Program guide > Programming for Spring integration
Spring managed extension beans
You can declare plain old Java objects (POJOs) to use as extension points in the objectgrid.xml file. If you name the beans and then specify the class name, eXtreme Scale normally creates instances of the specified class and uses those instances as the plug-in. WebSphere eXtreme Scale can now delegate to Spring to act as the bean factory for obtaining instances of these plug-in objects.
If an application uses Spring, POJOs have a requirement to be accessible to the rest of the application.

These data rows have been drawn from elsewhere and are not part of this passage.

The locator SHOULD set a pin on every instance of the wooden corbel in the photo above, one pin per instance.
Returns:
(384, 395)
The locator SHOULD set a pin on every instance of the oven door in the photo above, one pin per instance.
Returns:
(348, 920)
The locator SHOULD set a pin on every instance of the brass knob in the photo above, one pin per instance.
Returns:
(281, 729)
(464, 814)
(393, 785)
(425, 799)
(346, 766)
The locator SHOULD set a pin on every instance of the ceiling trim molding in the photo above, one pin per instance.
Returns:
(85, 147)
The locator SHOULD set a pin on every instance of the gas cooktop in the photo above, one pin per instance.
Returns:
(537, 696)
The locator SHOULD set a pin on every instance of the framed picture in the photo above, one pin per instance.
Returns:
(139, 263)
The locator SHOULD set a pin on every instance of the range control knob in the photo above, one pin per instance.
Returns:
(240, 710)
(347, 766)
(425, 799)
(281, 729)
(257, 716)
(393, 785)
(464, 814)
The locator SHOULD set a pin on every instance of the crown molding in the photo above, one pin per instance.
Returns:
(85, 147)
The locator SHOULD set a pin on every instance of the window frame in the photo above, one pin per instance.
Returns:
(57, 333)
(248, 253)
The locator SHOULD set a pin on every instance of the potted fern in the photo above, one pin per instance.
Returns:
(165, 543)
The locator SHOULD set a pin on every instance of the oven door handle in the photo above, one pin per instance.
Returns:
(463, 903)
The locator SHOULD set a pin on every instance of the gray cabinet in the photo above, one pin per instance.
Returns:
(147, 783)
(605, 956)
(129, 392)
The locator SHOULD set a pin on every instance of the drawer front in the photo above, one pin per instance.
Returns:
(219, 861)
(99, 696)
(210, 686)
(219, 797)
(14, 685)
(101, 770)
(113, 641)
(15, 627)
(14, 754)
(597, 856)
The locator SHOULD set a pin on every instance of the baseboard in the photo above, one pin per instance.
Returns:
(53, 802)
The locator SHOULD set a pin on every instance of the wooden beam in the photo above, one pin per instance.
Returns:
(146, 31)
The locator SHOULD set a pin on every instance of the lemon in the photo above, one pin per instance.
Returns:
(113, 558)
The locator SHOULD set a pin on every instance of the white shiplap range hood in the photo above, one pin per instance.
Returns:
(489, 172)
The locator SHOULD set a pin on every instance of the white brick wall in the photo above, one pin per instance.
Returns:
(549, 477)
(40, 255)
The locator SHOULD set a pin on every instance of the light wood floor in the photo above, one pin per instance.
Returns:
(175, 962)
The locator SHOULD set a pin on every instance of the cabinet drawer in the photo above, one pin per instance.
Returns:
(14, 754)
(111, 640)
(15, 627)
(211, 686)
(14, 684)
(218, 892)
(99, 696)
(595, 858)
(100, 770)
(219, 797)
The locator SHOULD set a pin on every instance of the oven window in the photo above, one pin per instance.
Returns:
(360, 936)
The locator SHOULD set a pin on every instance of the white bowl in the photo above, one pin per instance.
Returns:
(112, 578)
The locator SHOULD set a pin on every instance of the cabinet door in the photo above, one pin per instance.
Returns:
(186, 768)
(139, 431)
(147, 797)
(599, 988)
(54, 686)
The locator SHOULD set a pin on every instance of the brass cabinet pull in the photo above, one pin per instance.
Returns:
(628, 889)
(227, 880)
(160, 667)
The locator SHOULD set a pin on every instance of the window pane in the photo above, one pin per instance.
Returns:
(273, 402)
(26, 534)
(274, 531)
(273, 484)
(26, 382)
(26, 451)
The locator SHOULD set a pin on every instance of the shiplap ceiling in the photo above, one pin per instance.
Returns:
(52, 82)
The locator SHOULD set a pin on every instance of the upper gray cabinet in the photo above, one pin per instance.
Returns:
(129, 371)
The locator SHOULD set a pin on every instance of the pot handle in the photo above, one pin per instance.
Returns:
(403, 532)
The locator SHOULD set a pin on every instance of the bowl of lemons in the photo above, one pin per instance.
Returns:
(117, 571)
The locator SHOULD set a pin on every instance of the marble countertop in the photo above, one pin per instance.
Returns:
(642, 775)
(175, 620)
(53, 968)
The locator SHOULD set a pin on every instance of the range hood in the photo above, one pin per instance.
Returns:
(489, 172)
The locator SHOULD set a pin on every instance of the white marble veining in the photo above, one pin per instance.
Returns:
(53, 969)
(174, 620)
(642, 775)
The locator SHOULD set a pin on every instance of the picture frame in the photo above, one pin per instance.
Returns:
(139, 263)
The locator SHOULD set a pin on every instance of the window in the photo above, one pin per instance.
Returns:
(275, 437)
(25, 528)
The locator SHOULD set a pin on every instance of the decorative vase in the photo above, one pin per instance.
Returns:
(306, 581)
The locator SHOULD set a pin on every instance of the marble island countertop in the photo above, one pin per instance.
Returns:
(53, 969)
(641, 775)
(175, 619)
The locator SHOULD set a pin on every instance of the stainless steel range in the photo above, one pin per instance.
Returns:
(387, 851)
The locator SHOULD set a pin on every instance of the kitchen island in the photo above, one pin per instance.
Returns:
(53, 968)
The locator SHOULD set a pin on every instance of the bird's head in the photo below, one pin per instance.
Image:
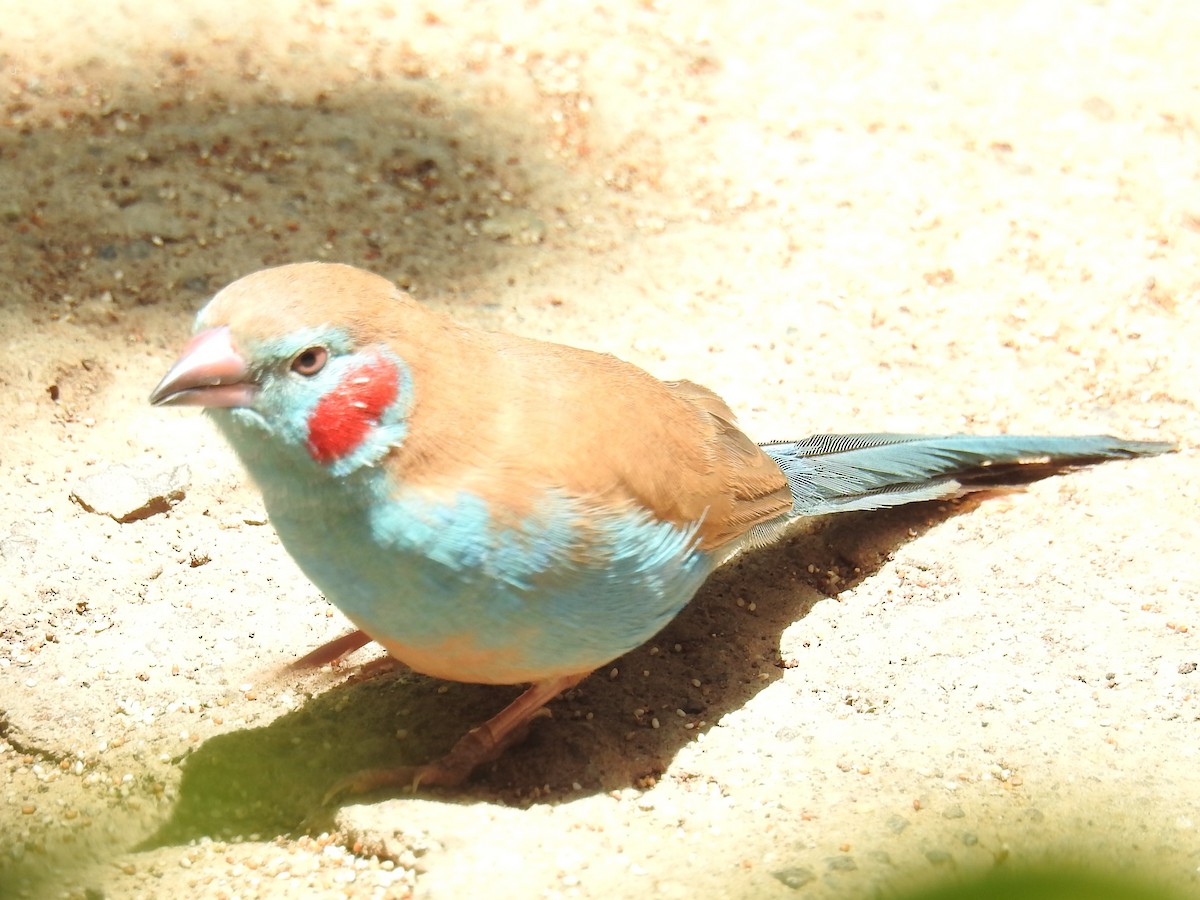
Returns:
(294, 357)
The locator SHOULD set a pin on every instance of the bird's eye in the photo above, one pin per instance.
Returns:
(310, 361)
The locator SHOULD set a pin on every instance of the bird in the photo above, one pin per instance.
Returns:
(503, 510)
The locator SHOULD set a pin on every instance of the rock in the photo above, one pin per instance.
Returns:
(795, 877)
(129, 493)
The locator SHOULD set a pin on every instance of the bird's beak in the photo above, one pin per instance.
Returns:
(208, 373)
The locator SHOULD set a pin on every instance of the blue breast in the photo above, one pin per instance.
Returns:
(565, 588)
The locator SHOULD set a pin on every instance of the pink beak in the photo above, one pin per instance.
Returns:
(209, 373)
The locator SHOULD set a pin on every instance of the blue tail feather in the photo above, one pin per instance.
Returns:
(838, 473)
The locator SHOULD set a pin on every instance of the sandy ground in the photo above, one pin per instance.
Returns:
(841, 216)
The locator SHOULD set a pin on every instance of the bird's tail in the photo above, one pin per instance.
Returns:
(839, 473)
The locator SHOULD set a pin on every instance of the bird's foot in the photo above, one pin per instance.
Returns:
(333, 651)
(477, 747)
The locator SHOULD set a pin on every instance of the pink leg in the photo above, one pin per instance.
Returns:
(477, 747)
(333, 651)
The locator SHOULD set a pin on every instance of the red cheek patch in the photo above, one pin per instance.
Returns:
(345, 415)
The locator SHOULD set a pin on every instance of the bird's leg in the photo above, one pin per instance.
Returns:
(333, 651)
(474, 748)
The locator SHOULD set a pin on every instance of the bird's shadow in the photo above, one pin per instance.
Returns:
(601, 736)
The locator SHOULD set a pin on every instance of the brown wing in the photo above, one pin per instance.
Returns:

An application can register a Spring Bean Factory instance to use for an ObjectGrid specified by name. The application creates an instance of BeanFactory or a Spring application context and then registers it with ObjectGrid using the following static method:
void registerSpringBeanFactoryAdapter(String objectGridName, Object springBeanFactory)
The previous method applies to the case when eXtreme Scale finds an extension bean whose className begins with the prefix {spring}. Such an extension bean, which could be an ObjectTransformer, Loader, TransactionCallback, and so on, uses the remainder of the name as a Spring Bean name. Then it obtains the bean instance using the Spring Bean Factory.
The eXtreme Scale deployment environment can also create a Spring bean factory from a default Spring XML configuration file. If no bean factory was registered for a given ObjectGrid, then your deployment searches for an XML file called "/<ObjectGridName>_spring.xml" automatically. For example, if the data grid is called GRID, then the XML file is called "/GRID_spring.xml' and appears in the class path in the root package. ObjectGrid constructs an ApplicationContext using the "/<ObjectGridName>_spring.xml file and constructs beans from that bean factory.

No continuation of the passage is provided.